Março Amarelo reforça alerta sobre endometriose, doença que pode causar dor intensa e infertilidade

Médicos da Policlínica Bremm explicam sintomas, diagnóstico e tratamentos disponíveis para melhorar a qualidade de vida das pacientes

A campanha Março Amarelo chama a atenção para a endometriose, condição ginecológica que pode provocar dores intensas e comprometer a fertilidade feminina. Médicos da Policlínica Bremm destacam que o diagnóstico precoce e o acompanhamento especializado são fundamentais para evitar a progressão da doença e reduzir complicações.
De acordo com o Ministério da Saúde, cerca de 8 milhões de mulheres convivem com endometriose no Brasil. A Federação Brasileira das Associações de Ginecologia e Obstetrícia (FEBRASGO) também aponta que a condição está associada à infertilidade em muitas pacientes, atingindo entre 30% e 50% das mulheres diagnosticadas.
A doença ocorre quando o endométrio, tecido que reveste o interior do útero, cresce fora da cavidade uterina. Esse crescimento pode atingir estruturas como ovários, intestino e bexiga, causando inflamação, dor e outras complicações.

Sintomas e diagnóstico

Entre os sintomas mais comuns estão cólicas menstruais intensas, dor durante as relações sexuais e dificuldade para engravidar. Algumas mulheres também podem apresentar dor ou sangramento ao urinar ou evacuar durante o período menstrual.

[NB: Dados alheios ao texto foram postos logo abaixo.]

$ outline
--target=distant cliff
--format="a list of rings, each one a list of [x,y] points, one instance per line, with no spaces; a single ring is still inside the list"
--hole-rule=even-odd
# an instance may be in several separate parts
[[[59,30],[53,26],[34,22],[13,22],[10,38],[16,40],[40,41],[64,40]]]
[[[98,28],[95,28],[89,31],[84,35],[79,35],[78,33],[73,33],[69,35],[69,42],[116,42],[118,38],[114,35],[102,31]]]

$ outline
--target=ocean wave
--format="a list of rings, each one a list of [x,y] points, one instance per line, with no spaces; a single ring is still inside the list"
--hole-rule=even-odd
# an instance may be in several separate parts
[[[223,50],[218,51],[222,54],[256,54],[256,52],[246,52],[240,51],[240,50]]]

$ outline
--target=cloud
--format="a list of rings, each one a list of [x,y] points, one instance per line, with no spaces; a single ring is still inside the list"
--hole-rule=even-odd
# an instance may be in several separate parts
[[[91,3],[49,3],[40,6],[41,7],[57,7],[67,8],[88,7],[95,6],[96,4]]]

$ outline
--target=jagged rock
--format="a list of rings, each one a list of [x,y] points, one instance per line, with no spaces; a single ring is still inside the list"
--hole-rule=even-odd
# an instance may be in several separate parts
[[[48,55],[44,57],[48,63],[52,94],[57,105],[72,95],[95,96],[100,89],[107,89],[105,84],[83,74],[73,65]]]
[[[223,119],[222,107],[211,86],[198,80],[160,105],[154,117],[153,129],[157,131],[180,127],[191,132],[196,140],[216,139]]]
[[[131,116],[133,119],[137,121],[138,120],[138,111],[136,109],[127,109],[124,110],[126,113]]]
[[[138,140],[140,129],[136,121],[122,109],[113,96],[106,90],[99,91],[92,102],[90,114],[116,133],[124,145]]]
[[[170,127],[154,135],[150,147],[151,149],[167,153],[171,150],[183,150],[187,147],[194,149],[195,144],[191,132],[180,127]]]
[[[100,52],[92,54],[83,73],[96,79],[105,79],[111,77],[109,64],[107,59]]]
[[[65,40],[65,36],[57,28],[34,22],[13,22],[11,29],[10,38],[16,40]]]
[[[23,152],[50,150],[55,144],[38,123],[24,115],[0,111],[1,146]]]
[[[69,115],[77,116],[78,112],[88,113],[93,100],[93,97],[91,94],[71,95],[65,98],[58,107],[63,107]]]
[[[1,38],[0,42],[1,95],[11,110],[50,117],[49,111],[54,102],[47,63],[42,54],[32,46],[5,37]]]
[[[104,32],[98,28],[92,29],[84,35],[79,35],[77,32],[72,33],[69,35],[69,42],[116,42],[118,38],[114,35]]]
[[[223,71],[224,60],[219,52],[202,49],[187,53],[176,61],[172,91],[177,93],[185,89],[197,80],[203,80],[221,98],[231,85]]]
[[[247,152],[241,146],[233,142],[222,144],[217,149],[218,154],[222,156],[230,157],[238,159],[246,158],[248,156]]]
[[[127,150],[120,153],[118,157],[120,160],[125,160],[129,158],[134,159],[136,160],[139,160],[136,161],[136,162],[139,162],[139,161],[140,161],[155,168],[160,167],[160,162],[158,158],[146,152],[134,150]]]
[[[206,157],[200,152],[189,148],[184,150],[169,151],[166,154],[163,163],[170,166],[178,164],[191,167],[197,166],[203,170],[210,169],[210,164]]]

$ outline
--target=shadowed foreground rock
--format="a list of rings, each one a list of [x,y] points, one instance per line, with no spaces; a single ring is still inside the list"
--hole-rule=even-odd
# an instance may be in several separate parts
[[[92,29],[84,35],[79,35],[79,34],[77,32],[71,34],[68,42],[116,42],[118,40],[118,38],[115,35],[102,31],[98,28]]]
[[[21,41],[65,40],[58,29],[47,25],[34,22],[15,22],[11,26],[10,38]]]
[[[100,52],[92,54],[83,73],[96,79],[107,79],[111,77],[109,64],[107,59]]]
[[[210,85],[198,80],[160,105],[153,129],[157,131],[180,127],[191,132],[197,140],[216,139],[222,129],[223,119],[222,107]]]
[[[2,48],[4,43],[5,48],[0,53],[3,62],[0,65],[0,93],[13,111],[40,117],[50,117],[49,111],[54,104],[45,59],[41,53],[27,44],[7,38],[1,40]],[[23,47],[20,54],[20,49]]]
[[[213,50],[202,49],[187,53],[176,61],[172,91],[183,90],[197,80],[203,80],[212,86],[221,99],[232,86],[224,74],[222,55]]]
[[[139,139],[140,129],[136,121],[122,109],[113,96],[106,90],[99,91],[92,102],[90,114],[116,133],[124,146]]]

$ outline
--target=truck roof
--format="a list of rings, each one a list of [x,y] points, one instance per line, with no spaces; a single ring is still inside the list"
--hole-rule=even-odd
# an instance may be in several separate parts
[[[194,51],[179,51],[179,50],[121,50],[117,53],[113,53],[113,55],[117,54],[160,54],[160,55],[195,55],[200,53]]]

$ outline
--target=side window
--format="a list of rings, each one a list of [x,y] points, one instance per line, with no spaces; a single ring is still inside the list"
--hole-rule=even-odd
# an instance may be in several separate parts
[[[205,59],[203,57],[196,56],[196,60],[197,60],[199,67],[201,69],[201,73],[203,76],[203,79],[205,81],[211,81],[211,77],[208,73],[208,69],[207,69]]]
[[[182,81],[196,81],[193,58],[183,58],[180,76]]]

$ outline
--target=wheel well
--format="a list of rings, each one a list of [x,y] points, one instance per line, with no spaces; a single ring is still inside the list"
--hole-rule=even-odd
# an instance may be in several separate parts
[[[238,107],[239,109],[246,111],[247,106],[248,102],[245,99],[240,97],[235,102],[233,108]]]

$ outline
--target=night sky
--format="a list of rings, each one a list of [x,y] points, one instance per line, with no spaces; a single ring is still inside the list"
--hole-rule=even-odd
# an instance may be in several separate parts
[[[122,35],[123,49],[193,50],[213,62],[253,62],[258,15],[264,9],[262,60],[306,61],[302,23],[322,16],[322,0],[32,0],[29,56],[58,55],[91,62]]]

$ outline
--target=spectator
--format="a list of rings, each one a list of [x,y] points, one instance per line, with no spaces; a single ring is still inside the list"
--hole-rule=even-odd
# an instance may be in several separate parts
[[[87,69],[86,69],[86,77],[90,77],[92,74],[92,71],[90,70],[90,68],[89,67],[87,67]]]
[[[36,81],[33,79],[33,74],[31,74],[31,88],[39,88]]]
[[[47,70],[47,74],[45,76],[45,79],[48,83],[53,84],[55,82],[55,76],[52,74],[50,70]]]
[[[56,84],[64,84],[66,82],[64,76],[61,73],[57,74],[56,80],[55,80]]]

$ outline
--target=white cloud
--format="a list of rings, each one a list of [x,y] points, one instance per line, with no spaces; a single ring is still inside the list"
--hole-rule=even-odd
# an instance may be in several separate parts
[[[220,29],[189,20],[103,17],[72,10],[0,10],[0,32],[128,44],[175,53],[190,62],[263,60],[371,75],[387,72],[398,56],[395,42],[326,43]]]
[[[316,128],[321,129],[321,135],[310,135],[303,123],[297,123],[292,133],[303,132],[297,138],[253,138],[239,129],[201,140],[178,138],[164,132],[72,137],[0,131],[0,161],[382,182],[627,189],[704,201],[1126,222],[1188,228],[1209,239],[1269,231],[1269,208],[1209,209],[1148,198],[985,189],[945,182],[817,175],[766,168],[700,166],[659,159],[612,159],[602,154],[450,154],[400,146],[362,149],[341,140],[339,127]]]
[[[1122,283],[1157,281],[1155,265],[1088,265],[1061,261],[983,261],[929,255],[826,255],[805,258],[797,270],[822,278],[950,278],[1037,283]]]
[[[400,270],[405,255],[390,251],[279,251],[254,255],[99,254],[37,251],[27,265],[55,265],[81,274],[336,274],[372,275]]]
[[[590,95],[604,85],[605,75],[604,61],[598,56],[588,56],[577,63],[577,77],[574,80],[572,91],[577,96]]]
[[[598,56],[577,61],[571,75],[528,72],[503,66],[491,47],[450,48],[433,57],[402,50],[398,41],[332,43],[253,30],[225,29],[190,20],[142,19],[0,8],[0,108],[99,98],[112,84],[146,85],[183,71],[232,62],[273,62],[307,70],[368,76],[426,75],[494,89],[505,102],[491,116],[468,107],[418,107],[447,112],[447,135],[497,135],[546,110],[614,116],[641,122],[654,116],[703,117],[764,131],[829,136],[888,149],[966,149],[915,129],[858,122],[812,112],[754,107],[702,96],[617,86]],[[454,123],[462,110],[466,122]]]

Quando outros órgãos são afetados, podem surgir dores lombares, desconforto nas pernas e alterações intestinais.

Especialistas da Policlínica Bremm alertam que o diagnóstico pode ser desafiador, já que nem todas as pacientes apresentam sintomas evidentes. Estima-se que cerca de 30% das mulheres com a doença não apresentem sinais claros, o que pode atrasar a identificação do problema.

Por isso, a avaliação médica e a realização de exames são essenciais. Entre os principais métodos está a ultrassonografia transvaginal, que permite analisar com maior precisão o útero, os ovários e outras estruturas da região pélvica.

Tratamento e acompanhamento

Embora não exista cura definitiva, há diversas opções terapêuticas capazes de controlar os sintomas e melhorar a qualidade de vida. O tratamento costuma envolver uma abordagem multidisciplinar, com acompanhamento de profissionais de diferentes áreas.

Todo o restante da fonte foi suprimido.